The “Grad Finale” event took place April 17 in the Hewitt Union Ballroom. It was a meeting place for students who wanted to take place in the commencement ceremony to buy memorabilia and various items needed for the graduation ceremony. I decided to go with the intention to only pick up my graduation tickets since I already had my old cap and gown from high school, of the same size, style and brand that Oswego State was selling. To my surprise, I was told it was mandatory to buy at least one piece of merchandise, even if I already had everything I needed in order to receive my commencement tickets and name card.
None of these commencement materials had any sort of Oswego State brand mark or anything that distinguished them distinctively enough to be valued at such stark prices. In order to receive my graduation package, I checked out the least expensive item: an overpriced tassel which totaled $39.
A moment that is traditionally a celebration of my achievements has seemingly become a business of obligatory transactions. To make matters worse, I decided to look up the prices for all these graduation materials through various online merchants, and found the exact materials for up to 85 percent less.
Not only is it a shame that the tradition of celebrating graduation has become what seems to be a coerced monopolistic business where you are forced to pay to participate in your own commencement ceremony, but they are also engaging in environmental waste. Every year, how much graduation material will be thrown away, instead of renting out or giving away these materials for others to reuse?
To make matters more interesting, the graduation package letter states “Oswego is not allowed to charge for these items.” This seems very paradoxical, in that I was not allowed to receive graduation tickets nor my name card without buying their merchandise.
If you’re like most students graduating in debt, unemployed and would like to save buck, there are many websites selling the exact same honor cords, cap and gowns, tassels and at a fraction of the price than what the school is selling it for.

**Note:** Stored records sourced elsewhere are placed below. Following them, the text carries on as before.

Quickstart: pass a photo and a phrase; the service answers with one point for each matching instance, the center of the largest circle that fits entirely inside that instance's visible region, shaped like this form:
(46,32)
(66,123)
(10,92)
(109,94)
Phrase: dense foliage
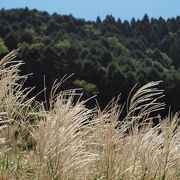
(107,56)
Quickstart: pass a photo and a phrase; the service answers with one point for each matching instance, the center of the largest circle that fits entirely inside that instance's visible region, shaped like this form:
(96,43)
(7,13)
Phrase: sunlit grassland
(69,141)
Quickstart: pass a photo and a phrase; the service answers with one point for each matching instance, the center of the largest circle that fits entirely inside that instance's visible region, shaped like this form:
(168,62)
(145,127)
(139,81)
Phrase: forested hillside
(108,56)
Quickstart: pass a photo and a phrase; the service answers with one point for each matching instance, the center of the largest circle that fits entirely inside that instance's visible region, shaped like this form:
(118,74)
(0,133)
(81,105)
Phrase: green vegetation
(70,141)
(107,56)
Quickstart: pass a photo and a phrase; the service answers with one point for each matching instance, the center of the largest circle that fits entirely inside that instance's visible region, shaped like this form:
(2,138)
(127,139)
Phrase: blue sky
(90,9)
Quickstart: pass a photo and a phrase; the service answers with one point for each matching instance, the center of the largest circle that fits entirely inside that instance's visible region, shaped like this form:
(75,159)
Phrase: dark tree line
(107,56)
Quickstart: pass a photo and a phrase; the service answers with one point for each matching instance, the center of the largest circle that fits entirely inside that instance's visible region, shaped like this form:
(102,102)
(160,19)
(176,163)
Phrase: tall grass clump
(62,139)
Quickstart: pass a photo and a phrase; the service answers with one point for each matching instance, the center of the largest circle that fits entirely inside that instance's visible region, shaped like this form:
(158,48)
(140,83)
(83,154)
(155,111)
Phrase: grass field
(70,141)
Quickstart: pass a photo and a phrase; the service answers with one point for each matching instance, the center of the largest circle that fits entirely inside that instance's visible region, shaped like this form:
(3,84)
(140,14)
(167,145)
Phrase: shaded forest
(107,56)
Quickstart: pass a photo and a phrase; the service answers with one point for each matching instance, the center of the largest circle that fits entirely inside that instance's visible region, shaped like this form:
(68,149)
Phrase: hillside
(107,56)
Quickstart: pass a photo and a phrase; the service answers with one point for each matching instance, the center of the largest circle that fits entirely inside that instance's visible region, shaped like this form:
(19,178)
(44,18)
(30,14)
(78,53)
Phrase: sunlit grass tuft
(63,139)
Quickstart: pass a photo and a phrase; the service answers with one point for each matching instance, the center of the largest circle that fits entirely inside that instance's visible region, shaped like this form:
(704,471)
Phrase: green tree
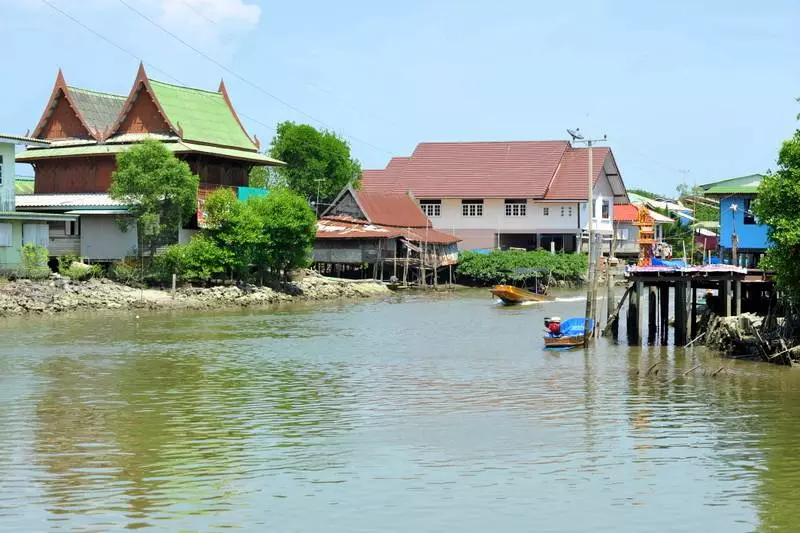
(316,161)
(159,189)
(778,205)
(289,229)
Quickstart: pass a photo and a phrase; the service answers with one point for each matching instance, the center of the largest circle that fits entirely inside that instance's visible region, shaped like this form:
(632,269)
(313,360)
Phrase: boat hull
(511,295)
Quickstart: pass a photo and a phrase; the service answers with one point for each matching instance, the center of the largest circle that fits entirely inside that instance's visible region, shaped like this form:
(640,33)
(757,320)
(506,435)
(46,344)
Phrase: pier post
(634,333)
(725,297)
(693,317)
(663,325)
(680,313)
(652,325)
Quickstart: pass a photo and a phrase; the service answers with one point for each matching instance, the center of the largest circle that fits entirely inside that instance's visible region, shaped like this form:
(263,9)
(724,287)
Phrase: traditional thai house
(388,233)
(86,129)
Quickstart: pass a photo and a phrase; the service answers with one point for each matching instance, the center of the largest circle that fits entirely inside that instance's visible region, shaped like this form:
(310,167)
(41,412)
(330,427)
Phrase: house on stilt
(382,236)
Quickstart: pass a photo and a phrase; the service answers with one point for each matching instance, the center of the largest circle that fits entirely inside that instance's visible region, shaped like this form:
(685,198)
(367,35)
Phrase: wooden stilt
(663,318)
(725,297)
(693,317)
(652,321)
(681,319)
(634,331)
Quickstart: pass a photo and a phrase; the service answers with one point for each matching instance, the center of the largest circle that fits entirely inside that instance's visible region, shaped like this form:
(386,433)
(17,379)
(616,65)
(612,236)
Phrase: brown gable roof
(551,170)
(472,169)
(571,180)
(392,209)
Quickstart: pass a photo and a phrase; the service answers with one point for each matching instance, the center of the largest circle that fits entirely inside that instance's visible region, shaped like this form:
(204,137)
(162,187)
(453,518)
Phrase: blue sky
(677,86)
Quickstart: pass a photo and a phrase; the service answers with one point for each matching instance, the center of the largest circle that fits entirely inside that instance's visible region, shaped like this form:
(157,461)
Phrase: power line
(245,80)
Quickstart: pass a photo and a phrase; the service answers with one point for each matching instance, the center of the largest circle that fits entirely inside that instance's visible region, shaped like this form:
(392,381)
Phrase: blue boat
(570,335)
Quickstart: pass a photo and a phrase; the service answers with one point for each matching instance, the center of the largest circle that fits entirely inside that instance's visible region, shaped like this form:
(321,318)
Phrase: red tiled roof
(472,170)
(344,227)
(571,178)
(392,209)
(625,213)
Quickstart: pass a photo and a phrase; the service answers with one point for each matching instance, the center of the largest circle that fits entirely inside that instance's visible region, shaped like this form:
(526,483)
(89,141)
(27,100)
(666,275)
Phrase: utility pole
(316,204)
(591,290)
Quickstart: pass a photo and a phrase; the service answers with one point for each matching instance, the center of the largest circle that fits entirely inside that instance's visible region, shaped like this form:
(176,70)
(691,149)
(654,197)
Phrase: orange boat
(511,295)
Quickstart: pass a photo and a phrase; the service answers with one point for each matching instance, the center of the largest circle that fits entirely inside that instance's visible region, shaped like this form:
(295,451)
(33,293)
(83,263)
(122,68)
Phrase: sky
(685,91)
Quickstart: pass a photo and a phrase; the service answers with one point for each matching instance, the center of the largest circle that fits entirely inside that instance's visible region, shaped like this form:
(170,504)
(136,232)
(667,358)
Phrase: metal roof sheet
(99,110)
(68,200)
(114,148)
(202,115)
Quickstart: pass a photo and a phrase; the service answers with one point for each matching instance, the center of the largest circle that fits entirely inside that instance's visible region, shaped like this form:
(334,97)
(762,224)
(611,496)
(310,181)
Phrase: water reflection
(384,415)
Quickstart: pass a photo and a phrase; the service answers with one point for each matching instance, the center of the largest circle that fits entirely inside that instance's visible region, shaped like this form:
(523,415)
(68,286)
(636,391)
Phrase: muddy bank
(60,295)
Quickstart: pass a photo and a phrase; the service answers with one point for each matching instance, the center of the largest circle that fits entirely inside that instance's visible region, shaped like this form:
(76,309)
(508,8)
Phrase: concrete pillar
(663,326)
(725,298)
(634,300)
(652,324)
(693,317)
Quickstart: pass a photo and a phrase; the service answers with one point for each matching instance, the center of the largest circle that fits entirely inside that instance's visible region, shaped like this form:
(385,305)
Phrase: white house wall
(103,240)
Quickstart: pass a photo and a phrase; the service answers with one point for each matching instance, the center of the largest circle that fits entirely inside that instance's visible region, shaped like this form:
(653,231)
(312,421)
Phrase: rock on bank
(61,295)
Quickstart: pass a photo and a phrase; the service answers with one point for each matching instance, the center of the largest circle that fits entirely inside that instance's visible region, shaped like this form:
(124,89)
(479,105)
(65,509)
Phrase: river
(413,413)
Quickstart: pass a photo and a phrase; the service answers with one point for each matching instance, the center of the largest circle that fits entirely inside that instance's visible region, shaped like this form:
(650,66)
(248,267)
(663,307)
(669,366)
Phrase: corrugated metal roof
(114,148)
(571,178)
(202,115)
(625,213)
(471,170)
(741,185)
(341,227)
(99,110)
(21,139)
(392,209)
(67,200)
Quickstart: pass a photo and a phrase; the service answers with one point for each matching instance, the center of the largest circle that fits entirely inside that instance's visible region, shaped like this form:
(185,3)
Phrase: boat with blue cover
(570,334)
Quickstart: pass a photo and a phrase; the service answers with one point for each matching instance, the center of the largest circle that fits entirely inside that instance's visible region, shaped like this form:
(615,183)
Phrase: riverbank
(61,295)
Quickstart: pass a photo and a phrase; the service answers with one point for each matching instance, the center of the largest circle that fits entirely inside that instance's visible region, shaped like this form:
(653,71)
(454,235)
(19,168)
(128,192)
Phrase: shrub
(199,260)
(498,267)
(127,272)
(34,263)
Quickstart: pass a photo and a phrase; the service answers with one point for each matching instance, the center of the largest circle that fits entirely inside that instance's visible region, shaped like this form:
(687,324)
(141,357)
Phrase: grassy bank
(498,267)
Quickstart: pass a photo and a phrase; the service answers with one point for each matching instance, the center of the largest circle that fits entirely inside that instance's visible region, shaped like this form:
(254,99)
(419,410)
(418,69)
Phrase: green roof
(176,147)
(204,116)
(23,185)
(741,185)
(99,110)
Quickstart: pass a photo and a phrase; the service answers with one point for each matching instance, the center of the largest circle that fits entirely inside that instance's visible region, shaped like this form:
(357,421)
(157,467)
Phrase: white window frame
(516,208)
(6,234)
(471,208)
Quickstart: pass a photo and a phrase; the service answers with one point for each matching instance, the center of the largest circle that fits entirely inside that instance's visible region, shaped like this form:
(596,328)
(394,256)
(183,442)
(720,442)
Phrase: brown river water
(413,413)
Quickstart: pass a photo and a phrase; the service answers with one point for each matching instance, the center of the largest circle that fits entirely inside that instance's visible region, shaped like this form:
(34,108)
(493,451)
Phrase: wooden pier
(738,290)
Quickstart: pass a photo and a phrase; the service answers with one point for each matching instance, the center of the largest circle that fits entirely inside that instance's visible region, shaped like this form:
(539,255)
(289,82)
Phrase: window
(5,234)
(516,208)
(72,228)
(472,208)
(749,217)
(431,208)
(38,234)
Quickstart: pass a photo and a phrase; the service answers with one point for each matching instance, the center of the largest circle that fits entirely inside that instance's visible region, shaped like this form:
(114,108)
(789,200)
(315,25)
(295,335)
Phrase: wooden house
(387,232)
(86,129)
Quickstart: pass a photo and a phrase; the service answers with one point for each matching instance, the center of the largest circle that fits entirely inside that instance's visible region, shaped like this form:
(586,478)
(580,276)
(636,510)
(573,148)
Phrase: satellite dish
(575,134)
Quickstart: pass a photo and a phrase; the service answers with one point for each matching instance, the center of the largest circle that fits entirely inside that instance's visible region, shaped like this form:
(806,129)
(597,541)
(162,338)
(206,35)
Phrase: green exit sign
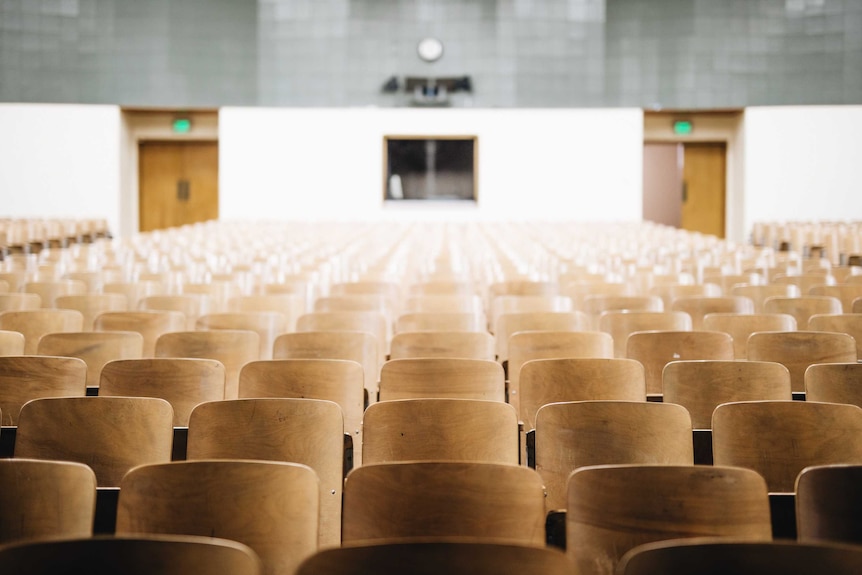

I urge students and Oswego State to take some initiative. Students should not be discouraged from attending the graduation ceremony for financial reasons. Even if finances are not a matter of concern for you, there are environmental considerations as well as the ethics involved in paying to participate in the graduation ceremony when the school itself states they are not allowed to do so. Students and their families should at least be allowed to participate, without being obligated to pay the school for items they may already have or can acquire elsewhere.